Es bedarf einer schriftlichen Erklärung durch die CHB zum Nachweis des Inhalts einer Vereinbarung, die sich auf die Beschaffenheit bzw. den Zustand der Ware bezieht. Die CHB übernimmt keine Gewährleistung für die Beschaffenheit der Kaufsache, soweit es sich bei dem Kunden um einen Unternehmer handelt. Für die Übernahme einer Garantie durch die CHB, die sich auf die Beschaffenheit oder die Haltbarkeit der Ware bezieht, bedarf es ebenfalls einer schriftlichen Erklärung durch die CHB.

Sämtliche Angaben, Abbildungen oder Zeichnungen der Ware in Anzeigen, Prospekten, im Internet oder sonstigen Angebotsunterlagen, sind nur ungefähr beschreibend und nicht immer in jedem Punkt zutreffend. Sie werden nur verbindlich, wenn sie von der CHB ausdrücklich als verbindlich bezeichnet werden. Andernfalls richtet sich die Beschaffenheit nur nach den Angaben im Vertrag.

Gebrauchte Ware wird in dem Zustand und mit der Beschaffenheit verkauft, den sie bei Übergabe an den Kunden aufweist, soweit nichts anderes vereinbart ist. Zur vertragsgemäßen Beschaffenheit gebrauchter Ware gehören insbesondere typische Schäden, die auf dem Alter sowie auf der bisherigen Abnutzung und dem bisherigen Gebrauch der Ware beruhen („Verschleißschäden“). Zur gebrauchten Ware gehören auch Austauschteile, also aufbereitete gebrauchte Ersatzteile, die eine verminderte Restlebensdauer aufweisen. Neu ist eine Ware hingegen, wenn sie noch nicht in Betrieb genommen wurde, wobei das Baujahr für die Einstufung als neue Sache nicht maßgeblich ist.

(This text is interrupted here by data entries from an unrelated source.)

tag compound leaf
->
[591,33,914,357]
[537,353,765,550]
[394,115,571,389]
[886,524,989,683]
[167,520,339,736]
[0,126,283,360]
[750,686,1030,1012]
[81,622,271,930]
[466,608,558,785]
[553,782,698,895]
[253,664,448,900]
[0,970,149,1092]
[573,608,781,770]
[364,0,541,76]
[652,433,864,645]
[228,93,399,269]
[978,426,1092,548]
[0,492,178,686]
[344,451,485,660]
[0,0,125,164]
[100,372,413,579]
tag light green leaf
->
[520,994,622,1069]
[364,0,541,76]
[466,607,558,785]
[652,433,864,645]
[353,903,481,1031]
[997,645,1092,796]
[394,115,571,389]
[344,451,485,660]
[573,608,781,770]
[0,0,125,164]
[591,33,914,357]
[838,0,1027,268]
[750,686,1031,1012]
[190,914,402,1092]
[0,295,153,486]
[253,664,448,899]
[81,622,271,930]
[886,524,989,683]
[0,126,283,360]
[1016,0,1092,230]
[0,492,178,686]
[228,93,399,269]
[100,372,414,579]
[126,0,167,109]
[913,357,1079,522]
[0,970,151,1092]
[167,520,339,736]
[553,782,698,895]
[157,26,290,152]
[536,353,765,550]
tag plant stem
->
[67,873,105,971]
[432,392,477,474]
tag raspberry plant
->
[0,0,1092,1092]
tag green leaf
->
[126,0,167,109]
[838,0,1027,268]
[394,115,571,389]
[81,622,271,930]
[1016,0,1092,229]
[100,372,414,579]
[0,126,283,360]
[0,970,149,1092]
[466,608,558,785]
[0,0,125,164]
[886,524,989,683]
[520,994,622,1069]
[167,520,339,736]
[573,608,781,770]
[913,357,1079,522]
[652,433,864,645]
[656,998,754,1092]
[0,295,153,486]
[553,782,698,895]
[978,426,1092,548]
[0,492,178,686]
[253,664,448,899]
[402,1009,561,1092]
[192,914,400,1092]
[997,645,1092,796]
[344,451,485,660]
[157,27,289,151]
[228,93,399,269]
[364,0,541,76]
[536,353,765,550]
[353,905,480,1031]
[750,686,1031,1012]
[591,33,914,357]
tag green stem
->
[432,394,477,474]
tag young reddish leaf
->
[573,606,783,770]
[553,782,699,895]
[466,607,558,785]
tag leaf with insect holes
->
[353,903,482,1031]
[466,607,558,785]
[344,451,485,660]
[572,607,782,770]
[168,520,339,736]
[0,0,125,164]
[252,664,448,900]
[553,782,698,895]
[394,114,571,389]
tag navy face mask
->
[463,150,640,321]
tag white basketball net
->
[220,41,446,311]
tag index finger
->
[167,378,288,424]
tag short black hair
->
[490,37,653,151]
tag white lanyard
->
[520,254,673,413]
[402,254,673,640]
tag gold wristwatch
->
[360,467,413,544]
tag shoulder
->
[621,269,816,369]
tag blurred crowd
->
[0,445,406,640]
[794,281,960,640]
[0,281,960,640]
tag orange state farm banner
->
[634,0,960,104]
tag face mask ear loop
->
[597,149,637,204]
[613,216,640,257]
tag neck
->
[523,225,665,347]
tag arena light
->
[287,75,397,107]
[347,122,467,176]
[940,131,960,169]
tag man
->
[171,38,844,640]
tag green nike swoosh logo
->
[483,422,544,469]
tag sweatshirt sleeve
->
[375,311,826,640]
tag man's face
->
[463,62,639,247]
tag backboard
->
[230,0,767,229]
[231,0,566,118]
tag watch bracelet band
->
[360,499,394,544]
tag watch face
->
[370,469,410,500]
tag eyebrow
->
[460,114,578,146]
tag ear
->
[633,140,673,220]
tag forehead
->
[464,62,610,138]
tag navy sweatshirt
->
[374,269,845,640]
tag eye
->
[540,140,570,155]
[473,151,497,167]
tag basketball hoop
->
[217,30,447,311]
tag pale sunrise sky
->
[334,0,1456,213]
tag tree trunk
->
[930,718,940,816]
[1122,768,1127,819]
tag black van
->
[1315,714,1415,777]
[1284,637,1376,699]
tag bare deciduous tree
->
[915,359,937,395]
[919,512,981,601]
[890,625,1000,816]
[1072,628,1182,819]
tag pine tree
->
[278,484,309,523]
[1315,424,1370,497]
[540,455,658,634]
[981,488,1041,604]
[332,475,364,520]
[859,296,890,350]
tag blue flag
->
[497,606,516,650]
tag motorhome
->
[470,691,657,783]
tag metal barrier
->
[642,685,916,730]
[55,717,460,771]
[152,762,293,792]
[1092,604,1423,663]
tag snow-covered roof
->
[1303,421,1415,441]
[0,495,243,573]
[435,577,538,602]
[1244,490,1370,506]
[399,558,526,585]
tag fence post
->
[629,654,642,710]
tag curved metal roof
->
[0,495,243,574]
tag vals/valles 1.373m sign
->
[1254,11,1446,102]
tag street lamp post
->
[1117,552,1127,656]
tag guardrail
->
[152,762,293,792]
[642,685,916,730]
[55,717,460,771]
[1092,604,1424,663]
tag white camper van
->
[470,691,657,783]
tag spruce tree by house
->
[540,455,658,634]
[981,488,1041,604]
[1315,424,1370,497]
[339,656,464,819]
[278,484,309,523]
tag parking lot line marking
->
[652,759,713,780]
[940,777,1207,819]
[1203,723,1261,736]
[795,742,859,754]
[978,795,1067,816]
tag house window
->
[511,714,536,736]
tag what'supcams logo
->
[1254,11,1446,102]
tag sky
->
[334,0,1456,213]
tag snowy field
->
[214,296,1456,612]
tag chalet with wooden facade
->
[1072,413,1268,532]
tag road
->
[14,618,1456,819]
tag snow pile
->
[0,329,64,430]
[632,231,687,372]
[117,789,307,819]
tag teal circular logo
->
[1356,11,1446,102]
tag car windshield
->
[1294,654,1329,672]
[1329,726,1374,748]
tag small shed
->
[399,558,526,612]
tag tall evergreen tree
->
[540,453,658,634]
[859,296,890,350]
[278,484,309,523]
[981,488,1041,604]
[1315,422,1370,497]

CHB trifft keine Beschaffungspflicht, soweit eine solche im Vertrag nicht ausdrücklich vereinbart worden ist. Deshalb übernimmt die CHB kein Beschaffungsrisiko, auch nicht in dem Fall, dass nur der Gattung nach bestimmte Ware geschuldet ist. Zum Nachweis der Übernahme eines Beschaffungsrisikos durch die CHB bedarf es einer schriftlichen Erklärung der CHB.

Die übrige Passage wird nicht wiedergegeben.